Férias interrompidas pela crise geopolítica
De acordo com publicação no Diário Oficial de Campo Grande, Sandro Benites estava de férias desde o dia 19 de fevereiro e deveria retomar suas funções no dia 10 de março. A volta para a capital sul-mato-grossense estava programada para esta segunda-feira (2), mas não se concretizou por causa da escalada da tensão internacional. Em um vídeo, ele descreveu o momento em que recebeu a notícia: estava em um passeio pelo deserto quando ouviu estrondos e soube do agravamento da situação.
“Todo mundo ouviu na cidade. A gente não sabe se foi interceptação de míssil. Tem muita notícia, muita fake news, muita inteligência artificial circulando. Vários passeios turísticos foram cancelados. Tinha colegas dos Estados Unidos aqui no hotel que não conseguiram ir ao deserto porque foi suspenso. Abu Dhabi está na mesma situação. O aeroporto continua fechado e a gente segue na expectativa de voltar para o Brasil”, relatou Benites, expressando sua preocupação.

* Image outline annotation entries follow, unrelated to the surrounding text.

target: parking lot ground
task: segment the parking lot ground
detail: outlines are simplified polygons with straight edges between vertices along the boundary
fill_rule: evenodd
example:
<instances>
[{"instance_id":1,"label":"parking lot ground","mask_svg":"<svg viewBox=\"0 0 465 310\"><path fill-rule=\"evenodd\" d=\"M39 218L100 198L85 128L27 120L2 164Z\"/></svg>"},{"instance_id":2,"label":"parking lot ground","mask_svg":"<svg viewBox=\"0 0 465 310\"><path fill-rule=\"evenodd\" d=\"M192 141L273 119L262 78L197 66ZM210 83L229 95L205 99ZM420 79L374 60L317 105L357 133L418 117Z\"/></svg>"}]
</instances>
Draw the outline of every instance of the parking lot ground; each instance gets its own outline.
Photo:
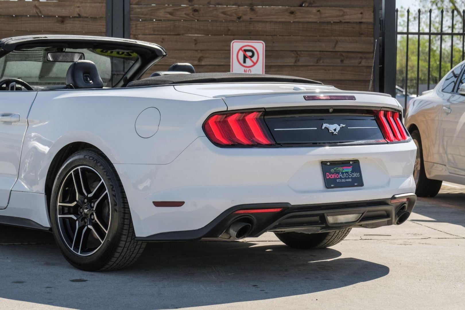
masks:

Contexto do conflito e impactos na região
A escalada começou após ataques realizados pelos Estados Unidos e por Israel contra o Irã. Segundo informações divulgadas pelas autoridades iranianas, o líder supremo do país, Ali Khamenei, teria sido morto durante as ofensivas. Em resposta, o Irã lançou ataques que atingiram não apenas o território israelense e bases com presença militar americana, mas também alvos nos Emirados Árabes Unidos, no Catar, no Bahrein, no Kuwait, em Omã, no Iraque e na Jordânia.
De acordo com o governo iraniano, esses países passaram a ser considerados alvos por abrigarem bases ou manterem presença militar dos Estados Unidos. Desde sábado (28), moradores e turistas na região relatam momentos de tensão, com registros de drones interceptados no céu, destroços caindo em ruas e prédios atingidos por explosões.

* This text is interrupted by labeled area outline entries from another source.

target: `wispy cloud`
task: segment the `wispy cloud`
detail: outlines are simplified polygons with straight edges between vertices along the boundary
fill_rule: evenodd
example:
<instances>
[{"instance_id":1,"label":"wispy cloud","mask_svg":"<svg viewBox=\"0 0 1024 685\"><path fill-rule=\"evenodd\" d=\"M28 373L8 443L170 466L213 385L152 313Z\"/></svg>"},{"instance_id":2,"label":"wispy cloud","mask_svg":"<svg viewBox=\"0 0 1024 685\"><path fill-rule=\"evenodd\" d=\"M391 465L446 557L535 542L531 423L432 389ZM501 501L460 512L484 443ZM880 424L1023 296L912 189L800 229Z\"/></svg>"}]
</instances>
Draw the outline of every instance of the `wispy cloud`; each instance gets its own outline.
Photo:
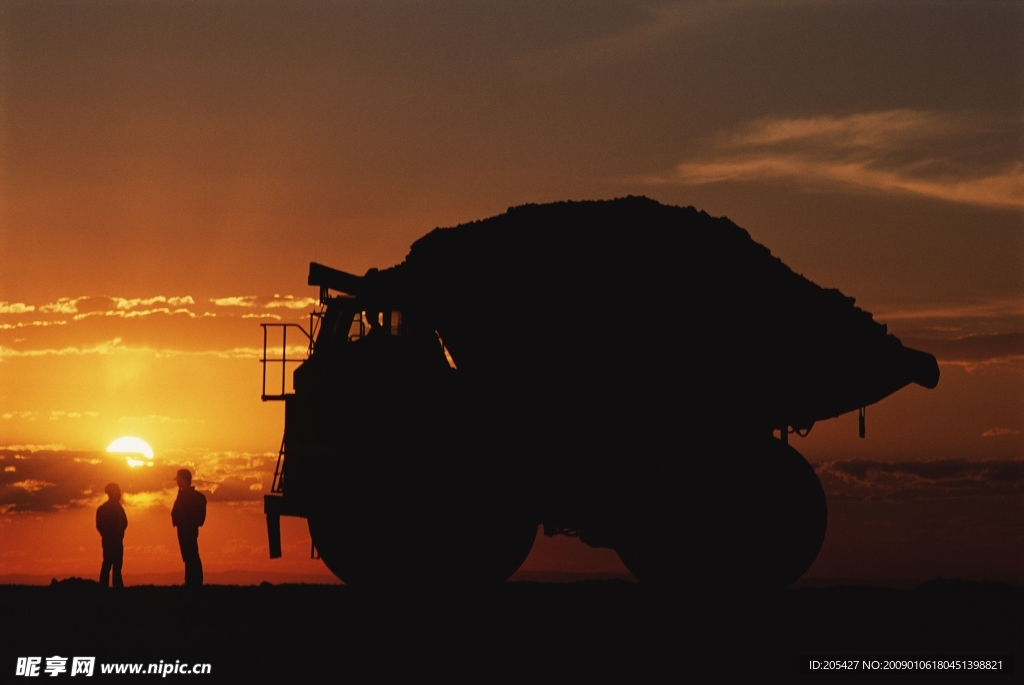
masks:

Brasileiros em situação de incerteza
“Estamos na expectativa aqui. Muito ruim, eu quero voltar logo para o país. Horrível essa situação”, explicou Benites, refletindo o sentimento de muitos brasileiros que estão na região. Eles aguardam orientações das companhias aéreas e das autoridades para conseguir retornar ao Brasil. Até o momento, não há previsão oficial para a reabertura do aeroporto de Dubai, que amanheceu vazio nesta segunda-feira.
A organização humanitária Crescente Vermelho do Irã informou que 555 pessoas foram mortas desde o início dos ataques ao país, em atualização nesta segunda-feira (2). Os Estados Unidos, por sua vez, confirmaram a morte de três militares desde o início da guerra, com o presidente Donald Trump prometendo vingança. “Infelizmente, haverá mais [mortes] antes que [a guerra] acabe. Mas os Estados Unidos vão vingar seus mortos e desferir o golpe mais devastador aos terroristas que travam uma guerra, basicamente, contra a civilização”, afirmou Trump no domingo.

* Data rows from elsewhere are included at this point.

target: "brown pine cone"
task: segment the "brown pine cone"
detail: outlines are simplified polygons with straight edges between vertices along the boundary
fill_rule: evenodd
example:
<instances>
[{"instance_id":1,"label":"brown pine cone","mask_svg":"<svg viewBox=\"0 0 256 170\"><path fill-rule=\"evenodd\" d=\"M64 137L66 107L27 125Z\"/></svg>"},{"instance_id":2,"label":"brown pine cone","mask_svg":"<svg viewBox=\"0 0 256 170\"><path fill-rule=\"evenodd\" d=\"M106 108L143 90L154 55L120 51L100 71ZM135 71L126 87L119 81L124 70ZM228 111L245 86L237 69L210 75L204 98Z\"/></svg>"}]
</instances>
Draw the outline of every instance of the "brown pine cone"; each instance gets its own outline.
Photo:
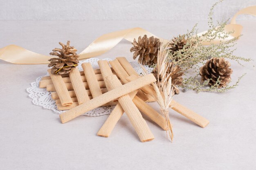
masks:
<instances>
[{"instance_id":1,"label":"brown pine cone","mask_svg":"<svg viewBox=\"0 0 256 170\"><path fill-rule=\"evenodd\" d=\"M79 56L76 54L76 49L74 46L70 46L70 41L67 45L59 42L62 49L55 48L50 53L50 55L58 57L58 58L52 58L49 60L50 63L48 67L52 67L51 73L52 74L64 74L68 73L76 68L79 61L77 58ZM59 70L59 69L60 69ZM59 70L58 71L57 71ZM57 71L56 73L56 72Z\"/></svg>"},{"instance_id":2,"label":"brown pine cone","mask_svg":"<svg viewBox=\"0 0 256 170\"><path fill-rule=\"evenodd\" d=\"M219 79L220 84L218 87L226 87L231 80L230 75L233 73L232 69L229 68L230 65L229 62L224 58L212 58L200 68L202 81L211 79L209 84L213 86Z\"/></svg>"},{"instance_id":3,"label":"brown pine cone","mask_svg":"<svg viewBox=\"0 0 256 170\"><path fill-rule=\"evenodd\" d=\"M157 53L160 47L160 40L152 36L148 38L144 35L142 38L139 36L138 42L135 38L132 44L130 51L134 52L133 59L135 59L139 55L138 62L143 65L151 66L156 64L157 61Z\"/></svg>"},{"instance_id":4,"label":"brown pine cone","mask_svg":"<svg viewBox=\"0 0 256 170\"><path fill-rule=\"evenodd\" d=\"M186 39L184 35L179 35L179 36L177 37L174 37L174 38L171 40L170 43L170 45L169 45L171 52L172 54L174 54L175 52L184 49L184 48L186 48L185 49L187 49L194 45L194 43L193 42L191 42L190 44L191 44L191 45L187 45L188 43L188 40ZM186 47L184 47L185 46L186 46ZM184 56L182 56L182 58L179 58L176 57L174 58L174 60L176 62L181 59L182 59L182 61L187 61L189 60L192 57L191 55L186 54L186 55L184 55Z\"/></svg>"},{"instance_id":5,"label":"brown pine cone","mask_svg":"<svg viewBox=\"0 0 256 170\"><path fill-rule=\"evenodd\" d=\"M178 37L174 37L170 43L170 49L174 53L176 51L183 49L183 47L186 44L187 40L185 38L185 35L179 35Z\"/></svg>"},{"instance_id":6,"label":"brown pine cone","mask_svg":"<svg viewBox=\"0 0 256 170\"><path fill-rule=\"evenodd\" d=\"M176 65L174 66L172 62L166 63L166 68L168 68L166 71L166 74L168 74L171 73L170 77L172 79L172 84L173 86L174 93L176 94L178 94L180 93L180 91L176 86L181 86L182 85L183 79L182 77L182 76L184 74L184 73L182 71L182 69L180 66ZM154 68L152 73L157 79L157 73L156 67ZM159 76L159 80L162 80L161 76Z\"/></svg>"}]
</instances>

Enquanto isso, Sandro Benites e outros turistas seguem em Dubai, enfrentando a imprevisibilidade de um conflito que já afeta diretamente a vida de civis e viajantes internacionais. A situação serve como um alerta sobre os riscos geopolíticos em regiões instáveis e a importância de monitorar orientações oficiais em crises internacionais.